Não faço isso pra viver.
Tive quatro canções gravadas em produções alternativas, sem fins lucrativos. Toco numa pequena capela da periferia de São Paulo, onde o povo canta muitas de minhas canções, sem saber de quem é a autoria.
Mas volta e meia penso sobre a canção e o que ela representa na vida das pessoas. Desde que comecei a compor, ainda adolescente, aprendi uma lição: a melhor canção é aquela que cria uma relação entre as pessoas. Canções que eu achava muito boas foram esquecidas (inclusive por mim); outras, de menor qualidade musical ou poética (na minha opinião), vingaram e se firmaram.
Calipso e outros “fenômenos” se firmaram porque conseguiram falar para seu público, expressar o que essas pessoas gostariam de ouvir (escreveu Exupèry que a arte é dispor o jardim como o outro gosta de ver). Foi assim com Renato Russo, um cantor que iniciou a carreira extremamente desafinado, que se tornou o porta-voz de sua geração. Contudo, é bom lembrar que Calipso já está na grande mídia hoje, embora continue (ou não) com seu esquema de distribuição alternativo (que é uma informação de que não disponho).
A “indústria cultural” se apropria desses fenômenos para ganhar com eles (se não pode vencê-los, junte-se a eles). Mas também para dominá-los.
Calipso e outros escrevem essas canções que o povo gosta de ouvir. Mas o povo gosta de ouvir, na maioria das vezes, o que está acostumado a ouvir (o que lhe é oferecido para ouvir). E O QUE LHE É OFERECIDO NOS MCS, NA FAMÍLIA, NA ESCOLA?
Ministro uma oficina de composição musical nas férias. Apesar de não “curtir” rap, trabalhei muito com um rapper ajudando-o a construir a canção dele, mas fazendo-o ver outros valores, oferecendo-lhe outras perspectivas melódicas e poéticas.
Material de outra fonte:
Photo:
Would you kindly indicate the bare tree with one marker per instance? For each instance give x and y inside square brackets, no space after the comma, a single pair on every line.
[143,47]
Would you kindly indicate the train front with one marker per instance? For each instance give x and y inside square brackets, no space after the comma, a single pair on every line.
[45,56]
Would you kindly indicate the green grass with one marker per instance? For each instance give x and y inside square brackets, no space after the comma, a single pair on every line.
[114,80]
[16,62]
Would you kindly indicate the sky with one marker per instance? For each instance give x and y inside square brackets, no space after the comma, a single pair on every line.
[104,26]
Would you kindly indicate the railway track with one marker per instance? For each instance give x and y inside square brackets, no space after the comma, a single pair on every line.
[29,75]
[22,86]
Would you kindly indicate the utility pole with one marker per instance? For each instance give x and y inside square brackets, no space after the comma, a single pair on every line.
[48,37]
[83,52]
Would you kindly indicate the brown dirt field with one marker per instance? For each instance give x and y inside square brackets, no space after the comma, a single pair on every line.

Na capela em que toco, ensaio com as crianças algumas canções e danças da cultura popular brasileira, como catira ou congada. Uma vez estava ensaiando com elas e uma adolescente me pediu pra ver um texto que eu trazia na mão (e não tinha mostrado pra eles ainda). Ela fez um comentário elogiando o texto (era Patativa do Assaré, quem diria).